なお、「シンボル」と「コード」という言葉が使われる。シンボルとは、「1」や「2」を表示する太い線と細い線の組み合わせの方法、線の間隔、線の太さなどのことである。それを標準化することにより、スキャナで読み取ることができる。コードとは、例えばJANコードでは、全体の桁数は13桁で、先頭の2桁は生産国コードで日本は49あるいは45であるというような数字列のルールづけのことである。しかし、ここでは混同して用いている個所もある。
標準コード以前の試行
- 1949年 ウッドランド、シルバー、円形シンボルの特許出願
Norman Joseph WoodlandとBernard Silverは、図のような円形シンボル("bull's eye" symbolと呼ばれた)を考案して、「Classifying Apparatus and Method」として特許申請、1952年に特許を取得した。実用的に普及はしなかったが、これが最初のバーコードだといわれている。
- 1968年 Identicon社、Two of Five Code
- 1972年、Intermec社、ITF(Interleaved Two of Five)
「2of5」とは、2本の太線と3本の細線の組み合わせのうち前4本の中の太線にウエイトづけして数値を表す方式。ITFでは、データの奇数桁を黒部分、偶数桁を白部分が独立して表現する。後に、物流標準シンボルとして使われるようになった。
- 1955年 米国商工会議所、POSシステムの原型構想
小売店の将来形態として、キャッシュレジスタと電子スキャナによる自動チェッキングシステムが重要になろうという構想報告。
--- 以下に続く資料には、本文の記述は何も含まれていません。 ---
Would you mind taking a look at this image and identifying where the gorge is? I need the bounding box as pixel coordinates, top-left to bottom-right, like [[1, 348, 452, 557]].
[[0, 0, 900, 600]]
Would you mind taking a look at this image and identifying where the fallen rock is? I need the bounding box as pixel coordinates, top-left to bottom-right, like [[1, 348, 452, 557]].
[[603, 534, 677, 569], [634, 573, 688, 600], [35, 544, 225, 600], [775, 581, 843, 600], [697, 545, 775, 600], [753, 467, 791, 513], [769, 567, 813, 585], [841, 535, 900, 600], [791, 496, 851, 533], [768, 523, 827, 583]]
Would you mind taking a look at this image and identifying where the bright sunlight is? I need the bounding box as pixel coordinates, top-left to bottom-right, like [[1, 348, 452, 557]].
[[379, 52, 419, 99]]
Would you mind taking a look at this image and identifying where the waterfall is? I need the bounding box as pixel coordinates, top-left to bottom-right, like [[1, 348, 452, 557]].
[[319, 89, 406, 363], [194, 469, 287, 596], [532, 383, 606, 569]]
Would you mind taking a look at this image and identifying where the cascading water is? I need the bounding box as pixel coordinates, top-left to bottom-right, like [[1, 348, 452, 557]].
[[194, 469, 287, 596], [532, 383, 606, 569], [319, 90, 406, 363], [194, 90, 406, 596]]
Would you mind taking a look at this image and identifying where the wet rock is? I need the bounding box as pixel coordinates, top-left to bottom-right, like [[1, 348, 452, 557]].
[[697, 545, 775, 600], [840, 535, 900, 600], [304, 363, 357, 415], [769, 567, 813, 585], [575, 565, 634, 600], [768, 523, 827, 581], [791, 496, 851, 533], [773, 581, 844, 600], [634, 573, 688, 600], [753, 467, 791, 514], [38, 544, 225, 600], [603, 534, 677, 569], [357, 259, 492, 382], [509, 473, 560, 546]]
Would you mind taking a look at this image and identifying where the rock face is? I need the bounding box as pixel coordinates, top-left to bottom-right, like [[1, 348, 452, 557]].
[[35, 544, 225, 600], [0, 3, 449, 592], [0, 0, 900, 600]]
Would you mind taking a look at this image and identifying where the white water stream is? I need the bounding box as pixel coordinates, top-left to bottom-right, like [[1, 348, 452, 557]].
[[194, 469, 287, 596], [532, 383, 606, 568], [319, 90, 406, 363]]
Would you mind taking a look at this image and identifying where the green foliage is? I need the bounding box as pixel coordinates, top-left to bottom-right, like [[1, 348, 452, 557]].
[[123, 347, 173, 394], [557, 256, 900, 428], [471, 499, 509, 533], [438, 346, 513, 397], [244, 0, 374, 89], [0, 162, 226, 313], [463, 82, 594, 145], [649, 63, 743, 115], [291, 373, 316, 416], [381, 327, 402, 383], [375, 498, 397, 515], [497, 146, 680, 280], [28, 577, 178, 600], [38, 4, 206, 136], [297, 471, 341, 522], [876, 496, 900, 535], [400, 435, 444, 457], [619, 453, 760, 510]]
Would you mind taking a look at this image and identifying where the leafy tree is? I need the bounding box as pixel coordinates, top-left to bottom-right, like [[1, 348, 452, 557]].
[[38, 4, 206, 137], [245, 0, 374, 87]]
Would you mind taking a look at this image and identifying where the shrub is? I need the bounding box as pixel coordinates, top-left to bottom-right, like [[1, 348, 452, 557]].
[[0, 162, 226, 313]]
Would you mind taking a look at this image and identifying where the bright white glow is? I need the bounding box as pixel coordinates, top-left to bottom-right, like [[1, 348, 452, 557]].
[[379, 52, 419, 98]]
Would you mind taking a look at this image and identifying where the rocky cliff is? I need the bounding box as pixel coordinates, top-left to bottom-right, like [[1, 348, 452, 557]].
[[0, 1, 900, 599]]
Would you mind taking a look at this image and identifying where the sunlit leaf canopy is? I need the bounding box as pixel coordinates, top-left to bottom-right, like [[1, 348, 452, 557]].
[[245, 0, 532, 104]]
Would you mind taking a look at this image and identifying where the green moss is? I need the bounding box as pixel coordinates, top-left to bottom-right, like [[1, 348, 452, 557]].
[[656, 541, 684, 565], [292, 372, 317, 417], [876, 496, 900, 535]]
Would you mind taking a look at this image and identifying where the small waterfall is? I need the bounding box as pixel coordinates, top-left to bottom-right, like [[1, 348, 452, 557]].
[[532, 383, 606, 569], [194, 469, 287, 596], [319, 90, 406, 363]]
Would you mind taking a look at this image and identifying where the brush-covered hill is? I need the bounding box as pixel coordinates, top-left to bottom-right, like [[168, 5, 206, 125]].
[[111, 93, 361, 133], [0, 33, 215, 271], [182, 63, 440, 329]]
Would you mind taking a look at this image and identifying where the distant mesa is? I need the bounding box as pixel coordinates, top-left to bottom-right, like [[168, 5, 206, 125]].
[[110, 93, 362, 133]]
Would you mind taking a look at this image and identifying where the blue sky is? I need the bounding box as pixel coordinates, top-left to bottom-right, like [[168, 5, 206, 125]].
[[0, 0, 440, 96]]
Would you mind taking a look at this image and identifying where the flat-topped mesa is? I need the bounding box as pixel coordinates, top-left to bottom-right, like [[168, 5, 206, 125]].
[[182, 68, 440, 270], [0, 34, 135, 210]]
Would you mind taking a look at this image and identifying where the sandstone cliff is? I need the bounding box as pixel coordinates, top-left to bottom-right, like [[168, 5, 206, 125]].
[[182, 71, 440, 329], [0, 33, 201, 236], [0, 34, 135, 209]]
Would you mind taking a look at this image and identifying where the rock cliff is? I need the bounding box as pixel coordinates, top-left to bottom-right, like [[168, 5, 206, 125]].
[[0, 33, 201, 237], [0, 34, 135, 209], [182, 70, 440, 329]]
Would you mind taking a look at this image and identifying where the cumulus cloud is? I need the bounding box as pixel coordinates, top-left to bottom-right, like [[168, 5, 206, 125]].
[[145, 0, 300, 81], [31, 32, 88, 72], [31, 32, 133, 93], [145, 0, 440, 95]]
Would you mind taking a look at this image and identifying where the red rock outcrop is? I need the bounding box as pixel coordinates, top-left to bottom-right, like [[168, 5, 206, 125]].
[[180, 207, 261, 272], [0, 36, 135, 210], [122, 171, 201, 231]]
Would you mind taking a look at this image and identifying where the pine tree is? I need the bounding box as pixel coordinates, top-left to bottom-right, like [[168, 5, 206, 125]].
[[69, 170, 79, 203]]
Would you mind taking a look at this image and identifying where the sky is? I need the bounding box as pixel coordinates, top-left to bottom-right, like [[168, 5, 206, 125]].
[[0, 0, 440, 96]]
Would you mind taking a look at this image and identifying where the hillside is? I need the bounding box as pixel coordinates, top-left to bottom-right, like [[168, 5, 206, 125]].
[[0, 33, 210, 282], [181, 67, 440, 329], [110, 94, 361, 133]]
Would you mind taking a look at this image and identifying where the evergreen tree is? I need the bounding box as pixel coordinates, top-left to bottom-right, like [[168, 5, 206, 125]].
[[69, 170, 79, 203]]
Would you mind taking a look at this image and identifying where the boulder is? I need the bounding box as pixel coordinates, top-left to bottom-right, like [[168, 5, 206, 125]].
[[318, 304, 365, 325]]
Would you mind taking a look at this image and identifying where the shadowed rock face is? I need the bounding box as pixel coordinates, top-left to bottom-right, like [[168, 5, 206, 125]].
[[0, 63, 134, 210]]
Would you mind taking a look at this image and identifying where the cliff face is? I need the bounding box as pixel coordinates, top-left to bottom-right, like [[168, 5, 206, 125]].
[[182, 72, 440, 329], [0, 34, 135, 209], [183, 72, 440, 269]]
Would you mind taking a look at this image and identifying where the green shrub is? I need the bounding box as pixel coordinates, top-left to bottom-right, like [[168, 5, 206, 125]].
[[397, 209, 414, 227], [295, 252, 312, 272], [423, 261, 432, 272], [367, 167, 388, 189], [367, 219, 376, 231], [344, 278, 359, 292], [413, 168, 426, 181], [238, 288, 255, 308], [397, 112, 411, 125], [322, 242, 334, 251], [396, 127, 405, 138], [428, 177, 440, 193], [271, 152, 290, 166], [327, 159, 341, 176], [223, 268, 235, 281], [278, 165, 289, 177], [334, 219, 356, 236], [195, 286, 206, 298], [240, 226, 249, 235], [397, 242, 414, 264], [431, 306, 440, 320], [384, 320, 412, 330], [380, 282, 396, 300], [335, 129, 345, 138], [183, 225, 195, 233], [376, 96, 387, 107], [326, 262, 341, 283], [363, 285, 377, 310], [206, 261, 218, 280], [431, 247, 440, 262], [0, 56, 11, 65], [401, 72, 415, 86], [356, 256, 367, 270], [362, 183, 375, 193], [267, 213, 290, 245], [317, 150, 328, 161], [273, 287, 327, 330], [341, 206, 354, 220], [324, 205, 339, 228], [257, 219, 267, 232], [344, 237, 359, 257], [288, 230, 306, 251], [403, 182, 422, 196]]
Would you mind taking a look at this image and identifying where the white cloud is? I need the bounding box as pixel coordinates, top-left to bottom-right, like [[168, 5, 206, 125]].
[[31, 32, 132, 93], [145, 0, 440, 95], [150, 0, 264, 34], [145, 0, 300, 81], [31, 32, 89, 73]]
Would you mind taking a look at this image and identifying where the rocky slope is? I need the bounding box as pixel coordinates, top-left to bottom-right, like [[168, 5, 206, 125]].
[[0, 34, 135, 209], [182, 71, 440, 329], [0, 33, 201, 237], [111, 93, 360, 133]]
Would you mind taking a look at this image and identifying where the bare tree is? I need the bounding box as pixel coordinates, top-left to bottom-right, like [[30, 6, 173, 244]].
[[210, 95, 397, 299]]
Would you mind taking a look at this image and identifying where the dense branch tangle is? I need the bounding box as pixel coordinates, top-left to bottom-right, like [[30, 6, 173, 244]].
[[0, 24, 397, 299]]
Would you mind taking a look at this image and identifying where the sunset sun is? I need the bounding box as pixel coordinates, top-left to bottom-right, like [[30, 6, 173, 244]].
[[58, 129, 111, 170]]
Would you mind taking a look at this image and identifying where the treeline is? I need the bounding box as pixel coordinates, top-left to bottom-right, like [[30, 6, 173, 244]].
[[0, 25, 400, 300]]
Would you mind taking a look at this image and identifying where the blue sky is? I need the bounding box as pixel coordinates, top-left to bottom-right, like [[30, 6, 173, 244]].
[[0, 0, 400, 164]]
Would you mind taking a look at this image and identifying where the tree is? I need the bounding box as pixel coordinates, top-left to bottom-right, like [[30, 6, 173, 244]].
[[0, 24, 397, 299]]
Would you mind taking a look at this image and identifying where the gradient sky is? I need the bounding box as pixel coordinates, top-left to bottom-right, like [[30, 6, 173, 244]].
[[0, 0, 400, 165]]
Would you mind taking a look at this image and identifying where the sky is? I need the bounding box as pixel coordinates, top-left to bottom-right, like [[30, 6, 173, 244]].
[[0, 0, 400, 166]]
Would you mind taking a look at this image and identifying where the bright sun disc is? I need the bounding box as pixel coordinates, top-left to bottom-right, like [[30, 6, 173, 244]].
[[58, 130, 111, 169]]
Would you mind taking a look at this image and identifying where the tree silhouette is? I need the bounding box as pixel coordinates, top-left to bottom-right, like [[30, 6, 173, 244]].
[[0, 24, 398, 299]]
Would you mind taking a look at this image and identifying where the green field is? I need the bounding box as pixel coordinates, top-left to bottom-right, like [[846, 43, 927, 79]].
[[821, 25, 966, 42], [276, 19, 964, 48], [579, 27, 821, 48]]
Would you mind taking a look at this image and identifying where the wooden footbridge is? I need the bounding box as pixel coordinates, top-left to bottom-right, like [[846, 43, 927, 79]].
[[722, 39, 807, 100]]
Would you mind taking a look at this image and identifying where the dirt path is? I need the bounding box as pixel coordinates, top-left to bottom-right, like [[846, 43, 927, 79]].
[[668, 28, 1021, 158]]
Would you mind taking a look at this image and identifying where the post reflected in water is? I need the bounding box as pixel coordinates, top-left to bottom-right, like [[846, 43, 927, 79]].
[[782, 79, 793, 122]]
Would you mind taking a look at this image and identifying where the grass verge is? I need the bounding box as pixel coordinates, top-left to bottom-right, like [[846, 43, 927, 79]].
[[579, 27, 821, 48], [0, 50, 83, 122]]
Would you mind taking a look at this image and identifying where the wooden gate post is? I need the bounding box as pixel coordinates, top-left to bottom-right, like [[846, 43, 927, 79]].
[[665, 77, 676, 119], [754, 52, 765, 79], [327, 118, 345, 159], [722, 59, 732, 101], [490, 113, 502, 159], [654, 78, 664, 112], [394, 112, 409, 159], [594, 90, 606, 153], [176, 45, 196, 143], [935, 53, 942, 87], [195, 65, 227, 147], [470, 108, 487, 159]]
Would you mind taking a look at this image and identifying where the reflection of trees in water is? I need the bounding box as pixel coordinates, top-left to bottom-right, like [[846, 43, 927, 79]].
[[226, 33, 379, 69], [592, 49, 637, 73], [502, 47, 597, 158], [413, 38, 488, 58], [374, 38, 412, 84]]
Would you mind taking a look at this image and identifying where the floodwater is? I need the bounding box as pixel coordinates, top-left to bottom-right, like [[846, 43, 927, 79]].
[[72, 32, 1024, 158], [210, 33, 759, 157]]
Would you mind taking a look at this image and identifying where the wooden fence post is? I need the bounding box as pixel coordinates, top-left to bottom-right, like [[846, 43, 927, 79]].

これが最初のPOSシステムの概念であるという。
- 1967年、クロガー、初のチェッキングシステム試行実験
- 1972年 ダイエーと三越百貨店、日本初のチェッキングシステム試行実験
クローガー(Kroger)は米国3位(現在)の大手スーパー
この頃は未だ共通商品コードがなく、実験のために個別にバーコードのマーキングをする必要があった。
共通商品コードの制定
- 1973年 UPCコード(Universal Product Code)制定
- 1977年 EANコード(European Article Number)制定
- 1978年 JANコード(Japanese Article Number)制定
これらは、食品や日用品にあらかじめ印刷されているバーコードである。
米国食品チェーン協会は、共通商品コードが必要だと考え、UPCコードを作成した。同協会の提案依頼に応じたIBMのものが原案になるが、IBMは特許権利行使をしないというパブリックドメイン宣言をした。
EANコードは、UPCと互換性をもたせており、JANコードは基本的にはEANコードの国コードが49および45のものである。
- 1987年 集合包装用商品コード(物流ITFシンボル)の制定
JANコードに包装用のコードを加えた14桁あるいは16桁(16桁は日本独自)のコード体系で、段ボールなどにも印刷しやすいようにITFシンボルを使用した。
- 1976年 OCR-A/Bフォント制定
衣服などではタグにつけられた印刷文字を文字を読み込んで利用してきた。その印刷文字のフォントの標準化も行われた。
1980年代になると、スーパーやコンビニでの電子化が進んだ。特にセブンイレブンはPOSシステムの高度利用に優れており、1982年にPOSシステムを導入するとともに、納入業者にソースマーキングを要求。これがJANコード普及に貢献したといわれている。
2次元コード(QRコード)
QRコードは、日本のデンソーが考案したものであるが、パブリックドメイン宣言をしており、1999年にJIS規格、2000年にISO規格になった。
GTIN(Global Trade Item Number)による商品識別コード統合化
GS1(Global Standard One)は流通情報の国際標準化機関組織。2005年に、欧州と米国の商品コード標準化組織(EANとUCC)の統合に伴いUPC/EANの商品識別コードおよび集合包装用商品コードを統合した国際取引商品番号GTINを制定した。当然、日本もそれに準拠することになった。
GTINでは14桁が標準になっている。JANコードは13桁のままでよいが、その処理段階で14桁にすることになる。日本独自の16桁の集合包装用商品コードは使えなくなった。